MMBC operations successful in Valley

It is important to clarify aspects of “Is recycling really better than trashing it” from Oct. 20.

Re: “Is recycling really better than trashing it” (Oct. 20)

It is important to clarify aspects of “Is recycling really better than trashing it” from Oct. 20. Multi-Material BC (MMBC) stewards — the retailers, manufacturers, and other organizations that sell or provide packaging and printed paper to B.C. Residents — finance the MMBC residential packaging and printed paper recycling program through fees they pay based on the amount and type of packaging and printed paper they distribute or supply to B.C. residents.

Through agreements with local governments, First Nations, and private collectors, MMBC uses stewards’ fees to finance curbside, multi-family, and depot collection programs throughout the province, including in the Cowichan Valley. MMBC does not collect fees from residents or from any level of government to operate the program. Juice containers and their deposit and recycling fee, provided as an example in the article, are part of a different stewardship program, and are not managed by MMBC.

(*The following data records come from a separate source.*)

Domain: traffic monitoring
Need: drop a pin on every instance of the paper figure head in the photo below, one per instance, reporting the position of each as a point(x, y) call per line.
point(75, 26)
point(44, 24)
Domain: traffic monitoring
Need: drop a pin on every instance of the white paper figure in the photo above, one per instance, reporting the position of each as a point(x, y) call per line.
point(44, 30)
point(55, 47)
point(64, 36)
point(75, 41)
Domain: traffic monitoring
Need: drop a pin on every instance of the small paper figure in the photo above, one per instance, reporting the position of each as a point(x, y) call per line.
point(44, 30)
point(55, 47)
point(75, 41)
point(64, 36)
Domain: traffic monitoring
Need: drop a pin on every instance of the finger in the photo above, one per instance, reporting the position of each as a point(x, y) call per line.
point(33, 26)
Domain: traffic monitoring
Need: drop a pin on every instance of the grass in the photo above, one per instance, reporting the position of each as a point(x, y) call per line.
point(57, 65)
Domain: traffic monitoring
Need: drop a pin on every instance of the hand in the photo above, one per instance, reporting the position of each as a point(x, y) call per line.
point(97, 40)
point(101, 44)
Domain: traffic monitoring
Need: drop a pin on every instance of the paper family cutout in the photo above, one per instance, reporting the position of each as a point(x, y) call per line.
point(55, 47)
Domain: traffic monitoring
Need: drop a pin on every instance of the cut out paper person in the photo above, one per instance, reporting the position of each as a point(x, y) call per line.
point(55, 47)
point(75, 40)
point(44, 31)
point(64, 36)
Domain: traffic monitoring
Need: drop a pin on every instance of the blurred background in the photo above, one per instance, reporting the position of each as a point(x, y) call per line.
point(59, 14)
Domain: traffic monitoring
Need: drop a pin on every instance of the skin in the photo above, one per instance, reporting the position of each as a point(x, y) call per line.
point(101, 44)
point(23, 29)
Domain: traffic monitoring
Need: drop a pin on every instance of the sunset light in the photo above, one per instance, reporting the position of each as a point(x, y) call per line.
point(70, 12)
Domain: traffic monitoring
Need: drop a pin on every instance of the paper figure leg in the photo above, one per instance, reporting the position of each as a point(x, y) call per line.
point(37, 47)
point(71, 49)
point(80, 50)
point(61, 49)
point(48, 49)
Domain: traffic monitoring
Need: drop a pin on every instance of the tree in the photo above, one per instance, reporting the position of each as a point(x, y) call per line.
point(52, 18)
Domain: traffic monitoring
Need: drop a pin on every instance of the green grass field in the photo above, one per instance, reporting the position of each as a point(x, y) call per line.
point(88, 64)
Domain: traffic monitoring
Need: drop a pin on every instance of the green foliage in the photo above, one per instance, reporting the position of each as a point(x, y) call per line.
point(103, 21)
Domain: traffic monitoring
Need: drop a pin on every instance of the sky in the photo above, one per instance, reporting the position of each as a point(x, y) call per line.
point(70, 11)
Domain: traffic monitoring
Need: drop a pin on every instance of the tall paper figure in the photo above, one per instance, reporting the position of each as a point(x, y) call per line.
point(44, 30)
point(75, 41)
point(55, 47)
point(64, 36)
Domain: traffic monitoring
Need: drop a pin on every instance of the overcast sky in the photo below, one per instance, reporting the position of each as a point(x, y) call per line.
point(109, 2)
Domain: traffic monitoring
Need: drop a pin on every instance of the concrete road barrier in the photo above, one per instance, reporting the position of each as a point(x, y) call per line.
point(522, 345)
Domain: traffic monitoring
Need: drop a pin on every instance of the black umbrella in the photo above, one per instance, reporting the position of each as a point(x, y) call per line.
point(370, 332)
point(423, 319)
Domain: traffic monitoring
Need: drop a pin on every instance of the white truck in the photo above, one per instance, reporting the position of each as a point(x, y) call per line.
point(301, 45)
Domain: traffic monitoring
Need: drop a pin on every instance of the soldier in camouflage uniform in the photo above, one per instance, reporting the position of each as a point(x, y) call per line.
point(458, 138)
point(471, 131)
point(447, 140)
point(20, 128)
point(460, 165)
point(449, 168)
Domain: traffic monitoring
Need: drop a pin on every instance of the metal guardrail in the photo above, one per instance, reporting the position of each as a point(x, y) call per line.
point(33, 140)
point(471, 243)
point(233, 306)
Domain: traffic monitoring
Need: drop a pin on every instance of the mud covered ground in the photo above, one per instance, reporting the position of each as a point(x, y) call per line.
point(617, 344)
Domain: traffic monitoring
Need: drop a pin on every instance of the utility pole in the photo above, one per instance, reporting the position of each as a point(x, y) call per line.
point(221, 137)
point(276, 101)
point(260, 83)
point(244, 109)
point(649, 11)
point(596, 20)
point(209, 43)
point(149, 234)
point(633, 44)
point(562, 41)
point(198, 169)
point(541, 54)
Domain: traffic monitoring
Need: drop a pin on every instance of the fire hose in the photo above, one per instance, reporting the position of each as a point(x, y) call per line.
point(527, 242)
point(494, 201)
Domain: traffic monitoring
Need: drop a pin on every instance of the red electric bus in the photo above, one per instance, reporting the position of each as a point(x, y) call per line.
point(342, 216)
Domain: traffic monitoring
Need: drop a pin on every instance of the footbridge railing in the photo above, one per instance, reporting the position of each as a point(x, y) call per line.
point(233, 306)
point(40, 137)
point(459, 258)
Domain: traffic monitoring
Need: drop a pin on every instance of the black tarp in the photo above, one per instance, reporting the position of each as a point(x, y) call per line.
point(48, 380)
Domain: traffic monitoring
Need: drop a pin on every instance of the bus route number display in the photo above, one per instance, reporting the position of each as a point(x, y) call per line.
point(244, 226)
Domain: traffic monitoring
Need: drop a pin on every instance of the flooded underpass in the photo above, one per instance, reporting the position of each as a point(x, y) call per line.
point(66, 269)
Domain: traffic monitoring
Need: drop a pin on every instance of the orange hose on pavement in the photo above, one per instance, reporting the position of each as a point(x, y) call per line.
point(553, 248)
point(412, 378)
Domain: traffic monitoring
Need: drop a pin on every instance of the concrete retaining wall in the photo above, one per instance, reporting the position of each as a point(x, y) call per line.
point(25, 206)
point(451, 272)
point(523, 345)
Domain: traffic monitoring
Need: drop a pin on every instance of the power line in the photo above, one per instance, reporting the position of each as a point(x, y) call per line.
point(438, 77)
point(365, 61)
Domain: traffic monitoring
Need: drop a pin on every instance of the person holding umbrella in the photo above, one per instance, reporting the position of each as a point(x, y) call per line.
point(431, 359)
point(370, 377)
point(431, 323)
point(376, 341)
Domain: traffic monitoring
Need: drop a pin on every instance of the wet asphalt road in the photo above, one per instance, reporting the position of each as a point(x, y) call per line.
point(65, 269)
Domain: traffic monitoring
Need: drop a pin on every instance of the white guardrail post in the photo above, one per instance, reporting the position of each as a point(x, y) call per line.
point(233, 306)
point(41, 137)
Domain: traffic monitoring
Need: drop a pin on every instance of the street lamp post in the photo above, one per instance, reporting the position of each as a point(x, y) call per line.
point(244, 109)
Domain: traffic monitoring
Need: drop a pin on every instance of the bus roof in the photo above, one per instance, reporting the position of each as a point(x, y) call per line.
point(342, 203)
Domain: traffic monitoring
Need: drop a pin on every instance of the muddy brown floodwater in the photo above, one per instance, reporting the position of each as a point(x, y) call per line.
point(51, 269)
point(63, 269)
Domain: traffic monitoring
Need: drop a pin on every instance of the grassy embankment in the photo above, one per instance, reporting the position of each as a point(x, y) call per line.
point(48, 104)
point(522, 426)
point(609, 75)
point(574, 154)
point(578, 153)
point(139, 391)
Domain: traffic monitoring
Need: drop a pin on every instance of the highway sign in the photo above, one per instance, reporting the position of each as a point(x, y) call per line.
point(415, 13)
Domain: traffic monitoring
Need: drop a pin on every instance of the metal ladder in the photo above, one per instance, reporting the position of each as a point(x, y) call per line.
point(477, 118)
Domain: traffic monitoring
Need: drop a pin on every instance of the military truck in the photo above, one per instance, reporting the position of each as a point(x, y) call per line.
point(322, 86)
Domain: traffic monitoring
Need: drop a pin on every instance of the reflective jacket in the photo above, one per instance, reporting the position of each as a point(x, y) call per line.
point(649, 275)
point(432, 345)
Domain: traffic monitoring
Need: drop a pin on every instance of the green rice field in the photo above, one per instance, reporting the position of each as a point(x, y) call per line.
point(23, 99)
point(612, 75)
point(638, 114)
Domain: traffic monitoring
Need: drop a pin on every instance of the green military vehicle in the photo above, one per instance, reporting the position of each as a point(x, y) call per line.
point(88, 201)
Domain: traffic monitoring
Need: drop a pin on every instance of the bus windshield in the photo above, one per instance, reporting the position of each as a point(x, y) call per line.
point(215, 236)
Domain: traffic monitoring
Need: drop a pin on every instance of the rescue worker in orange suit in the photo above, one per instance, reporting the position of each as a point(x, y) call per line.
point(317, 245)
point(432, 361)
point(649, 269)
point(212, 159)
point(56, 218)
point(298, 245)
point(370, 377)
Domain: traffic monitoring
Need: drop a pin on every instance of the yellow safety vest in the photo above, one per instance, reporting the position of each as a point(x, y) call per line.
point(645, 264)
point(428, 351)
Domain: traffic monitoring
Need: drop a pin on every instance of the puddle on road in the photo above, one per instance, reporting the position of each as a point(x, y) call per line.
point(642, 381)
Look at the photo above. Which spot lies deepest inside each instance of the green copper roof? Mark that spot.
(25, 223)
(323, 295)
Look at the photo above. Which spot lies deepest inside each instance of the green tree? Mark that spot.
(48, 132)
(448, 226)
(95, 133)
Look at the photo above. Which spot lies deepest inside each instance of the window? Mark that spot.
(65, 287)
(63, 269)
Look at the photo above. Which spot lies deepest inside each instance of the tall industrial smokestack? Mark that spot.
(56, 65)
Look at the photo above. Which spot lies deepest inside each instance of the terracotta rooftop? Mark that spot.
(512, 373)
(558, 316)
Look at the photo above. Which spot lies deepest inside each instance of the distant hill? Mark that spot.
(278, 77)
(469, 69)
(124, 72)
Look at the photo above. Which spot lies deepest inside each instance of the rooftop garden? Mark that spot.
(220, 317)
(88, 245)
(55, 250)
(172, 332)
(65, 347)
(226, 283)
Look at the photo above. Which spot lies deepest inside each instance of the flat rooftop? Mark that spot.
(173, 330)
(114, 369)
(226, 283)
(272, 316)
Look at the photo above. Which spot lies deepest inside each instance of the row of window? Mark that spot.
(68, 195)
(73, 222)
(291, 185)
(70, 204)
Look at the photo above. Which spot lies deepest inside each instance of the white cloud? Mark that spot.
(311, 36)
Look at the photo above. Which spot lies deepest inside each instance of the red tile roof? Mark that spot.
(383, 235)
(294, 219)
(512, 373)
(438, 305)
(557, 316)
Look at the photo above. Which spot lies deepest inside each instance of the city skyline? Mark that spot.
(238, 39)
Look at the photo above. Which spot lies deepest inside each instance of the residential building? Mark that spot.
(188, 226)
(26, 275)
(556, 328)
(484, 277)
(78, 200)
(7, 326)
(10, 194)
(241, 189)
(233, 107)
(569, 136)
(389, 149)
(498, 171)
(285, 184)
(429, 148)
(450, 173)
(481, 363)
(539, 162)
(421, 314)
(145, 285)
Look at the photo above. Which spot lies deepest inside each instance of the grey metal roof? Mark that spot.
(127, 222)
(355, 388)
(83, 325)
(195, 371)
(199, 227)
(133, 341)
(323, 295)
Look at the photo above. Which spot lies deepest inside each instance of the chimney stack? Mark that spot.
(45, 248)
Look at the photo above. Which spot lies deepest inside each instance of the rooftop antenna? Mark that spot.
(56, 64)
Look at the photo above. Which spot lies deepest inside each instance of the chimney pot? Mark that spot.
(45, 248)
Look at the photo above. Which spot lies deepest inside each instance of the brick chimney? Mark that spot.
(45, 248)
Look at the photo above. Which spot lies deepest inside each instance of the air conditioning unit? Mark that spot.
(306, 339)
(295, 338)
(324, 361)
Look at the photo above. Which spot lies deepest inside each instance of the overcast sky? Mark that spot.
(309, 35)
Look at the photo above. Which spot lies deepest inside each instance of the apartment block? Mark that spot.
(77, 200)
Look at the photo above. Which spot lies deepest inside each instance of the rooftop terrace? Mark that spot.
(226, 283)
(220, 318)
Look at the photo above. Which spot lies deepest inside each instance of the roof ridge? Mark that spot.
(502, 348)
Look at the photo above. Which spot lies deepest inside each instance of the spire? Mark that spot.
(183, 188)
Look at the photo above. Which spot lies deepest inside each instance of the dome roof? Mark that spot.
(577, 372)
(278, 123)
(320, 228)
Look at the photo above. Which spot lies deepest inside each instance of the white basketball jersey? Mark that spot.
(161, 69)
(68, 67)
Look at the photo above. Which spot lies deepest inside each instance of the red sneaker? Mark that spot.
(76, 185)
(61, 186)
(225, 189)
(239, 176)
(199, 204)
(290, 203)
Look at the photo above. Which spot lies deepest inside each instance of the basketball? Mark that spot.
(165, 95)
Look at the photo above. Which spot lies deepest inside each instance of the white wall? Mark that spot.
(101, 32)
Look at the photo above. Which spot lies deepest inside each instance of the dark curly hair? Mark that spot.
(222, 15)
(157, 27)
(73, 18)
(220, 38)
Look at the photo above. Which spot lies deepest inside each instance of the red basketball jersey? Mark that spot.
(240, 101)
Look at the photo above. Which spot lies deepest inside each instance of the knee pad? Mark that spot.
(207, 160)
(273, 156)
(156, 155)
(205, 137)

MMBC’s 2014 annual report, available on the MMBC website, includes financial statements and reports on the metrics required by the B.C. Ministry of Environment. In the first seven-and-a-half months of program operations, MMBC recovered 80 per cent of the material reported by MMBC stewards. Of the material recovered, over 93 per cent was managed by recycling, with the remaining material sent for disposal because it did not meet recycling end-market specifications. Residents in the Cowichan Valley can be proud that they exceeded the provincial recovery rate per person (27.5 kg) for a recovery rate of 37.9 kg per person, one of the highest rates in the province.

Finally, the article raises the question of greenhouse gases. Beginning in 2018, MMBC will start to establish metrics and a tracking system for greenhouse gas emissions associated with its program. This timeline is outlined in the program plan approved by the Ministry of Environment and available on the MMBC website.